The Court's decision was sound, and firmly rooted in the record. First, the VE's testimony that Jeansonne can do specified sedentary jobs was in response to a hypothetical that asked whether there were any sedentary or light work jobs that Jeansonne could do. ECF No. 13-1 at 61. Because the hypothetical encompassed both sedentary and light work, Jeansonne's first argument is misplaced.

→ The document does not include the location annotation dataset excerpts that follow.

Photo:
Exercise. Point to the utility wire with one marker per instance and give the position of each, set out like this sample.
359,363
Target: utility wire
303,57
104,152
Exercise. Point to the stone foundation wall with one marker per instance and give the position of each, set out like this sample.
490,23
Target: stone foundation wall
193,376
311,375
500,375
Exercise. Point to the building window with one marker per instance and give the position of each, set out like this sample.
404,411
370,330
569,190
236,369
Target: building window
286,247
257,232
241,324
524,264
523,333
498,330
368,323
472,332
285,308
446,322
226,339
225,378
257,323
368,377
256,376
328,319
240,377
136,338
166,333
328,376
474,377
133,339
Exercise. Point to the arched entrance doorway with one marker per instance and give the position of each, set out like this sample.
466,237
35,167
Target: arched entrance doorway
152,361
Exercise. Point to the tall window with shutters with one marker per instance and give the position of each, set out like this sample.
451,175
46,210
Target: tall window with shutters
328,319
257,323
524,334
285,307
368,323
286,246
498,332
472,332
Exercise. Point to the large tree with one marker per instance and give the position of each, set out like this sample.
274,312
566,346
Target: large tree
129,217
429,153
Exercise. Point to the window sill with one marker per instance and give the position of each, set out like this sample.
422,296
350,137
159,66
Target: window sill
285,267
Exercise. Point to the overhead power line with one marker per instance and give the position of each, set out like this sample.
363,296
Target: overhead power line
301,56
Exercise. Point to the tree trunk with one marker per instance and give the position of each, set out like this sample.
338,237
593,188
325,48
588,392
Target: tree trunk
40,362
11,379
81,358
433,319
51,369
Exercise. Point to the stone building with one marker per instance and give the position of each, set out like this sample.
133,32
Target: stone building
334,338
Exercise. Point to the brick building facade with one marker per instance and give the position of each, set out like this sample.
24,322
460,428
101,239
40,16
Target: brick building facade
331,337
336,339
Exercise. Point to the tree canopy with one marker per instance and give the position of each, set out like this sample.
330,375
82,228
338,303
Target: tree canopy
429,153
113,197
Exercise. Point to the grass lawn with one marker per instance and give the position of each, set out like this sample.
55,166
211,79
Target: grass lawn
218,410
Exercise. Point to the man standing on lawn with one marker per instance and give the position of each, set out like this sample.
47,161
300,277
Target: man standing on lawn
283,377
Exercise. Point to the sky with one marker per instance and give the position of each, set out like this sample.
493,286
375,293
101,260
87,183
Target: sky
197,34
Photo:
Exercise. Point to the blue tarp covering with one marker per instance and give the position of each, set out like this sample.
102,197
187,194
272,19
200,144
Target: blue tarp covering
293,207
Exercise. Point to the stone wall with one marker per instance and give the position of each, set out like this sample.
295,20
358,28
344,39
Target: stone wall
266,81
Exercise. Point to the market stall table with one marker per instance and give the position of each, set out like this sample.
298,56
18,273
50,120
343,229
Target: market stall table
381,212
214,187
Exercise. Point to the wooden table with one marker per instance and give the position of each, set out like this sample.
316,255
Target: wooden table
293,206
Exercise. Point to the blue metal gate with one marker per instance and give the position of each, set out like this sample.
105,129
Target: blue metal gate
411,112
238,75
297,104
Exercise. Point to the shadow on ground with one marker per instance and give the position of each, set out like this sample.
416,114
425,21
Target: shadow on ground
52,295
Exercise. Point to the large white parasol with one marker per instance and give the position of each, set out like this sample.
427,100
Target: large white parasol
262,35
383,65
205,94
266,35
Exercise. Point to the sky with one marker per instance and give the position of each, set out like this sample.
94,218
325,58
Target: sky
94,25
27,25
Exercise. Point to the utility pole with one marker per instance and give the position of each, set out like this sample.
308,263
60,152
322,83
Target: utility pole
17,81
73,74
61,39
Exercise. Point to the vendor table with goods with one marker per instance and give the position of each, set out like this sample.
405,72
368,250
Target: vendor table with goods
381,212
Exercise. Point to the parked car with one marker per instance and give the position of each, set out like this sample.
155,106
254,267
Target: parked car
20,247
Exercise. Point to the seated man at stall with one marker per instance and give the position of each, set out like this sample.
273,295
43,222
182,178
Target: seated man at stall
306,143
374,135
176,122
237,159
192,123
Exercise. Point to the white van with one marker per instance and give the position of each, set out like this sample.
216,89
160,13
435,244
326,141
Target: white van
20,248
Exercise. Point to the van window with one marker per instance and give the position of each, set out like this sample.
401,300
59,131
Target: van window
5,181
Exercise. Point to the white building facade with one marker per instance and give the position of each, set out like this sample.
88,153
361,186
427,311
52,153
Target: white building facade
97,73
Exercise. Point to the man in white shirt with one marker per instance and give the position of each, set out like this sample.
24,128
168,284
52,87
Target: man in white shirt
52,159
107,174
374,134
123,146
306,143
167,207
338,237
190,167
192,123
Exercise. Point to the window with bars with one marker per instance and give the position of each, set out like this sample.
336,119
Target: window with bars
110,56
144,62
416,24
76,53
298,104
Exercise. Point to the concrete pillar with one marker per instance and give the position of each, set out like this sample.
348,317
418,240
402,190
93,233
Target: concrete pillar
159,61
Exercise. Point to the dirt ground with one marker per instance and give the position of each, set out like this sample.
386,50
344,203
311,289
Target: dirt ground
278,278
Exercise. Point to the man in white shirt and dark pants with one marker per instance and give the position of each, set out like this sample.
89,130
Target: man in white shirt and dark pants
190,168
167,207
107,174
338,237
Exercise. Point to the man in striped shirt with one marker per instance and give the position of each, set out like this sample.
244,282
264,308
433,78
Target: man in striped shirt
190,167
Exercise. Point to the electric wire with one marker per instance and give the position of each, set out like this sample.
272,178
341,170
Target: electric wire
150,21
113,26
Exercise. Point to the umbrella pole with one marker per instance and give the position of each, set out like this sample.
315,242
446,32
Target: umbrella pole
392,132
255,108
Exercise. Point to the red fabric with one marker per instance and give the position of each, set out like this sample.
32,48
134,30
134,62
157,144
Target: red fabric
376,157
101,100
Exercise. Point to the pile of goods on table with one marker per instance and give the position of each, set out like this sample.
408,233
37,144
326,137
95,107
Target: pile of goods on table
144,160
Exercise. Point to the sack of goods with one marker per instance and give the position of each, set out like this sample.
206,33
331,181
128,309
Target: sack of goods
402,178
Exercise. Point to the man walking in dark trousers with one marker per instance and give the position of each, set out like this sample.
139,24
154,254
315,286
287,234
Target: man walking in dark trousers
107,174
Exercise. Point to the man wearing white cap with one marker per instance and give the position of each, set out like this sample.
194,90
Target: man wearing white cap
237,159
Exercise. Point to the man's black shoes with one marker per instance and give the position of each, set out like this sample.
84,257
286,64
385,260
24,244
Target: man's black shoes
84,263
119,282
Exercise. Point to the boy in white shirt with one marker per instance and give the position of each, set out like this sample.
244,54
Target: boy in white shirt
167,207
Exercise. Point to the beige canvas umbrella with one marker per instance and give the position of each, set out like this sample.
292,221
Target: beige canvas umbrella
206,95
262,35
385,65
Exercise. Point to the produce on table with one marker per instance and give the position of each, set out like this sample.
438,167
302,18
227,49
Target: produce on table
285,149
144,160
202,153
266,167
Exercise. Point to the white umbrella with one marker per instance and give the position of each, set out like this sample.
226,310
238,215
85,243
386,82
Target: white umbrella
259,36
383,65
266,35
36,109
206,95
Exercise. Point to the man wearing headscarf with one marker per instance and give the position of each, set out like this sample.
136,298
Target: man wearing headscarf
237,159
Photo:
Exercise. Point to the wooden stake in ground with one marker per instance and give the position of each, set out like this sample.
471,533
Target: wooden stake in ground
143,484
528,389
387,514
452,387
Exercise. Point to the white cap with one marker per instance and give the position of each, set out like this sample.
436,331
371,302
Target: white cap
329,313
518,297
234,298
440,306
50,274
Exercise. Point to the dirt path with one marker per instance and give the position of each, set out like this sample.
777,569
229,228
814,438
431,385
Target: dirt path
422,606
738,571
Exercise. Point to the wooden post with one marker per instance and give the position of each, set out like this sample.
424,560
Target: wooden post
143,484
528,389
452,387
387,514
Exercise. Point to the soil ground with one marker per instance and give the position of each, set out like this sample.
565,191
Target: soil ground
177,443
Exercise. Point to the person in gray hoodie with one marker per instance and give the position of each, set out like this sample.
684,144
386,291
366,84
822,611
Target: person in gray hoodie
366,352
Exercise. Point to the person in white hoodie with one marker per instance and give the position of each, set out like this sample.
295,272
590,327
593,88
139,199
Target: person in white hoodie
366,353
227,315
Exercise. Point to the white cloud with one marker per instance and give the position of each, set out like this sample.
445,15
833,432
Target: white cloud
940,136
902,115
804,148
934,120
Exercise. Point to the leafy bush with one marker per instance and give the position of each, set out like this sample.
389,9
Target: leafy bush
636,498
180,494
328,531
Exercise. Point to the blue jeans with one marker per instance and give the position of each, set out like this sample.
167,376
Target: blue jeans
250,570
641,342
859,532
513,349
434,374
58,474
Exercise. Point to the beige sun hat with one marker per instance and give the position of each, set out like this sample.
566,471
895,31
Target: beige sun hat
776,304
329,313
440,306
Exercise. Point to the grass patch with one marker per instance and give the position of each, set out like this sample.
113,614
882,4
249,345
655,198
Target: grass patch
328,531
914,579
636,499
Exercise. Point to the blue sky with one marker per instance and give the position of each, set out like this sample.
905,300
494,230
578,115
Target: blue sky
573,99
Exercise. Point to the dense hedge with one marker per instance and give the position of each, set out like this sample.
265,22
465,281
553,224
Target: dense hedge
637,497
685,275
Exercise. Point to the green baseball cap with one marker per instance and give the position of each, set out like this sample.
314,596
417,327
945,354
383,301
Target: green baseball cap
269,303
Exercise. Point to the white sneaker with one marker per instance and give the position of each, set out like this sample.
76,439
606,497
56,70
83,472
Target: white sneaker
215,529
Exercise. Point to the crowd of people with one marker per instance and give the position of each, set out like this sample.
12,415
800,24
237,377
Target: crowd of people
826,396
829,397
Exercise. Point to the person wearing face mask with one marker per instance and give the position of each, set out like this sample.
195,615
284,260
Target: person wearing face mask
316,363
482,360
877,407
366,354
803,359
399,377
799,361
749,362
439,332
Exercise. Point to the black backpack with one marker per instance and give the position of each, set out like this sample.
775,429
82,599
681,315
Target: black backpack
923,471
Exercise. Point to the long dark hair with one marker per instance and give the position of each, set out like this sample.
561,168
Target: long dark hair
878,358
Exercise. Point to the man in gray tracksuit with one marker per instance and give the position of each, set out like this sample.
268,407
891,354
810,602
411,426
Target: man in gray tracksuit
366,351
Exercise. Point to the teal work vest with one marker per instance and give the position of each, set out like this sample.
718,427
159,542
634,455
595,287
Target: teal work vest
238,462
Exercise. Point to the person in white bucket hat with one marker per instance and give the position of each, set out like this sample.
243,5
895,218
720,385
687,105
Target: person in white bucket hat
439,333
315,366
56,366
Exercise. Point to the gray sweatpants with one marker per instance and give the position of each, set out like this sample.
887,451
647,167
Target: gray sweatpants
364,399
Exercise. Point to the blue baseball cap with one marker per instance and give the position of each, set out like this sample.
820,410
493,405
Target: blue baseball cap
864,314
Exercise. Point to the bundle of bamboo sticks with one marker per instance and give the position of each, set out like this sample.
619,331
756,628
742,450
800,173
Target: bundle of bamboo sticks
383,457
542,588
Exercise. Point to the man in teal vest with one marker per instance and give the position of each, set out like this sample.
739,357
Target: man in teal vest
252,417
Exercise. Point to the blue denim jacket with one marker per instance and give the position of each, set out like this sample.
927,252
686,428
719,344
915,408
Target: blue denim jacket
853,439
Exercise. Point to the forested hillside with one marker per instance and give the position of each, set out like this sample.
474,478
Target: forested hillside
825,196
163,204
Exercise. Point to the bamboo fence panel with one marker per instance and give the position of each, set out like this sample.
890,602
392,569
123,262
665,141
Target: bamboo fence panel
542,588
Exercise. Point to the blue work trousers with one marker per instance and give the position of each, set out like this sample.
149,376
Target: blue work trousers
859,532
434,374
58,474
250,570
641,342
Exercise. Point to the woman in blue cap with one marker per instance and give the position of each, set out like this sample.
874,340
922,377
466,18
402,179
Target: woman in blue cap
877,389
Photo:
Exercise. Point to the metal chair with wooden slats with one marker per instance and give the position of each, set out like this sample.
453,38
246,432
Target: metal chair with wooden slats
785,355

Second, the ALJ found Jeansonne can do sedentary work with no more than occasional kneeling, stooping, crouching, or crawling. ECF 13-1 at 28. The ALJ did not restrict Jeansonne to only simple, repetitive, routine tasks, as she contends. Therefore, Jeansonne's second argument is also meritless because is it based on an erroneous statement of the facts.
The undersigned's previous determination that the ALJ erred in concluding Jeansonne did not have any mental impairment was tempered by the conclusion that such impairment did not affect her ability to work. The ALJ carefully noted that the semi-skilled, sedentary jobs Jeansonne can perform rely on previously acquired transferrable job skills, and do not require the acquisition of additional skills. ECF No 13-1 at 27. --------
Finally, Jeansonne argues that under "the Grids" she is considered disabled because she is of advanced age and is limited to sedentary and unskilled work. But Jeansonne is not limited to unskilled work. She can do some semi-skilled work using her previously acquired, transferrable work skills.
III. Conclusion
Because Jeansonne has not identified any manifest error of fact or law, IT IS ORDERED that her Rule 59 Motion to Alter or Amend Judgment (Doc. 20) is DENIED.
THUS ORDERED AND SIGNED in Chambers in Alexandria Louisiana on this 20th day of July 2020.